Ben Kweller, Ben Kweller
For fans of: Tom Petty, early Bruce Springsteen
Even at the tender age of 25, it seems as though Ben Kweller has been kicking around the music business for a generation or more. Kweller first made a name in the late ’90s as the prepubescent front man for cheeky Dallas-based Nirvana-soundalike Radish. Despite major label backing, the band failed to click commercially, and Kweller moved to NYC, finding more success as a solo act, beginning with his 2002 debut Sha Sha and continuing with 2004’s On My Way. Produced by noted Brit Gil Norton (Pixies, Foo Fighters), Kweller’s third and latest effort finds him working in one-man-band mode, playing and singing every note on the album. Continuing the more musically mature explorations found on his sophomore LP, he further expands his style on the new disc with a batch of imagistic narratives and keyboard-driven compositions. While Kweller’s songs still largely hew to a familiar combination of lonely-guy lyrics and perfectly crated pop structures synthesizing longtime influences like Weezer and Tom Petty, there are new elements sneaking into the mix.

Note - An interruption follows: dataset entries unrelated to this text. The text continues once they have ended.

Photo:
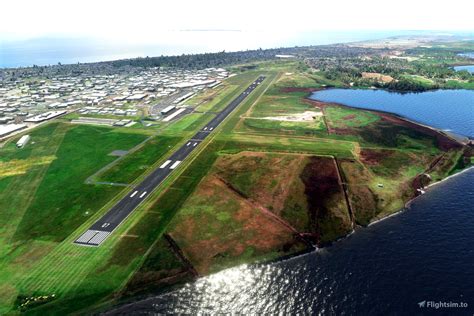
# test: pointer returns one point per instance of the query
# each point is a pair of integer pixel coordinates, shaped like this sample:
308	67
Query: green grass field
45	204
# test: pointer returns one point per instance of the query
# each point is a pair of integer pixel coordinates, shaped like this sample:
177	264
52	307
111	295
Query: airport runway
101	229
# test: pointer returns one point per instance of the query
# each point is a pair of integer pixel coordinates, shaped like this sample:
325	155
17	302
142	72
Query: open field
134	164
248	193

Certainly, you can hear snatches of Springsteen in the chiming bells and piano glissandos of the escape anthem “Run,” or in the moaning harp underscoring the lovelorn rebellion of “Thirteen.” Elsewhere, he deftly incorporates touches of country on the pleading “Red Eye,” though he’s less successful working terse punk-funk territory on the album-closing “This Is War.” Still, it’s yet another engaging platter that charts Kweller’s steady artistic progression.